El plan se presenta como un esquema amplio: incluye 10 objetivos generales, más de 100 metas específicas y cientos de acciones e indicadores. Abarca sectores como la macroeconomía, la producción de alimentos, la inversión extranjera, la empresa estatal, la energía y las políticas sociales.
No obstante, gran parte del contenido se basa en formulaciones generales, con términos como “evaluar”, “perfeccionar” o “implementar”, sin detallar resultados concretos ni plazos claros.
En el ámbito económico, el programa reconoce la difícil situación del país, pero atribuye una parte importante de la crisis a factores externos, especialmente a las sanciones de Estados Unidos.
Aun así, las medidas planteadas apuntan más a contener el deterioro que a impulsar un crecimiento real. Se prevé un aumento del PIB de apenas 1 % y se admite un elevado déficit fiscal, lo que refleja un escenario de estancamiento.
Entre las acciones previstas figuran el control del gasto público, reducción de subsidios, nuevos impuestos y mayor supervisión estatal. También se mantiene la dolarización parcial de la economía y ajustes en la política cambiaria.
Estas medidas ya han sido aplicadas en años anteriores sin lograr una recuperación sostenida, según han señalado medios independientes.
El programa también insiste en captar divisas a través de exportaciones, inversión extranjera, remesas y vínculos con cubanos en el exterior. Los sectores priorizados siguen siendo los tradicionales, como el turismo, el níquel, el tabaco y los servicios médicos.
Sin embargo, este enfoque no es nuevo y ha sido reiterado en planes anteriores sin resultados significativos en términos de crecimiento económico.

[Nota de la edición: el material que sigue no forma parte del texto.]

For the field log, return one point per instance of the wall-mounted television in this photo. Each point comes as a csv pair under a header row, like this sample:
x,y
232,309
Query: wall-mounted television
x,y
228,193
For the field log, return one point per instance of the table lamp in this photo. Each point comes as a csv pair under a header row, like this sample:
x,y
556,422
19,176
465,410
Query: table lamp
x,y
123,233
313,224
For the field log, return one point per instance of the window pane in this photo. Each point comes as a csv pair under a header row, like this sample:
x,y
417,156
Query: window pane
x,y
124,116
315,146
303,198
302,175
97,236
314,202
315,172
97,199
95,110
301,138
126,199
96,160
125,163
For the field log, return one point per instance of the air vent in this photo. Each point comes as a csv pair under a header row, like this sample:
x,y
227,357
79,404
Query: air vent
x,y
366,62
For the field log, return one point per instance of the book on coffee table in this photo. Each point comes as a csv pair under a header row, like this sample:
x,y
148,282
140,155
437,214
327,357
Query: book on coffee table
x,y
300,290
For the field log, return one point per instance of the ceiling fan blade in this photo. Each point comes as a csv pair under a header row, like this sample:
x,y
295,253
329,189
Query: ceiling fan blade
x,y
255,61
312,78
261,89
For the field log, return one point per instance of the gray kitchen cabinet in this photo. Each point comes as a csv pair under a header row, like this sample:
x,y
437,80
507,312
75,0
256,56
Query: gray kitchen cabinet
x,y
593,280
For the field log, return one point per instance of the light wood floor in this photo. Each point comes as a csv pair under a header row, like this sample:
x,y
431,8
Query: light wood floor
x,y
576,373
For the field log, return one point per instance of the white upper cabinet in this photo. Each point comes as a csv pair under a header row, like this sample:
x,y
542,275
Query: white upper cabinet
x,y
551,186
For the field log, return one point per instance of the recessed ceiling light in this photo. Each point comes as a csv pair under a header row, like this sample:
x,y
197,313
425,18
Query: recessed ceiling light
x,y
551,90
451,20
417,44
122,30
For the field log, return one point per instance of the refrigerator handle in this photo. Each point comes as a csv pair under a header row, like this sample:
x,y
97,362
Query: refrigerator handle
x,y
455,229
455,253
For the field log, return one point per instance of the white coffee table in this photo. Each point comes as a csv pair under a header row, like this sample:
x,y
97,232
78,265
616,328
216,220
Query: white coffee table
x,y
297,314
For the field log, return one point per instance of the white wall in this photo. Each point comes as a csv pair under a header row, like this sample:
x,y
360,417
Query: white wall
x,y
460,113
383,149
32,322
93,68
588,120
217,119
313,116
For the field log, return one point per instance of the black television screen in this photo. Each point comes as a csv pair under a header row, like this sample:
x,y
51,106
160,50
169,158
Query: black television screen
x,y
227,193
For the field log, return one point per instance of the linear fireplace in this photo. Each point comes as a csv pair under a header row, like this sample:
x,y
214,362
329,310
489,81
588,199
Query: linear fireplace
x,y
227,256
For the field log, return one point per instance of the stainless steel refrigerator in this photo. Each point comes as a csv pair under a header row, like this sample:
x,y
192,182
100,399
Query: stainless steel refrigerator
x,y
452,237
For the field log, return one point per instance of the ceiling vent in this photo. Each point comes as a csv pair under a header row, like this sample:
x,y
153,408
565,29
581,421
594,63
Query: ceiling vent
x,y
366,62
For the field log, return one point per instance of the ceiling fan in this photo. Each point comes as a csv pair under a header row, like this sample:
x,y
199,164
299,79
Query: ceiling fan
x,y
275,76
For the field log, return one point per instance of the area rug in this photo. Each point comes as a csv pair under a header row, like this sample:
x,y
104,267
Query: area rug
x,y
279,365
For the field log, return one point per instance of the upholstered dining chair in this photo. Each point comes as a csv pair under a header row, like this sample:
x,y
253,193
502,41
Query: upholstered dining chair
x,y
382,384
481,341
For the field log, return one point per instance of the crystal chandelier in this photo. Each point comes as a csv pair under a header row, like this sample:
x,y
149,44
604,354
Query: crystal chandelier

En cuanto a la producción de alimentos, el documento plantea aumentar la oferta agrícola y alcanzar cierta autosuficiencia a nivel local. No obstante, incluye medidas como el uso de tracción animal para labores del campo, lo que evidencia las limitaciones actuales del sector, afectado por la falta de combustible, insumos y tecnología.
Medios independientes han señalado que este tipo de soluciones reflejan un retroceso más que una modernización.
El papel de la empresa estatal sigue siendo central. El gobierno reafirma que este sector continuará liderando la economía, aunque reconoce sus problemas de eficiencia y pérdidas.
Aunque se menciona la participación de actores privados, estos permanecerán bajo control estatal, sin cambios sustanciales en el modelo de gestión.
En el ámbito social, el plan reconoce el deterioro en servicios básicos como salud y abastecimiento de medicamentos.
También habla de protección a sectores vulnerables, pero no detalla cómo se resolverán de manera efectiva las carencias que afectan a la población, en un contexto donde los apagones, la escasez de alimentos y las dificultades en servicios esenciales forman parte de la vida diaria.
El documento también dedica espacio a la seguridad y defensa, con énfasis en la preparación ante posibles conflictos y el control de conductas consideradas ilegales, lo que confirma que el enfoque del gobierno no solo es económico, sino también de control social.
En conjunto, el Programa Económico y Social 2026 mantiene la línea de planes anteriores que han prometido cambios sin modificar el modelo de fondo.
En un país que enfrenta una crisis económica, energética y sanitaria prolongada, con fallas estructurales en su economía y servicios básicos, las nuevas metas generan dudas sobre su viabilidad.
La experiencia de años recientes, muestra que muchas de estas propuestas ya han sido anunciadas antes sin cumplirse, lo que pone en entredicho las expectativas para lo que resta del año.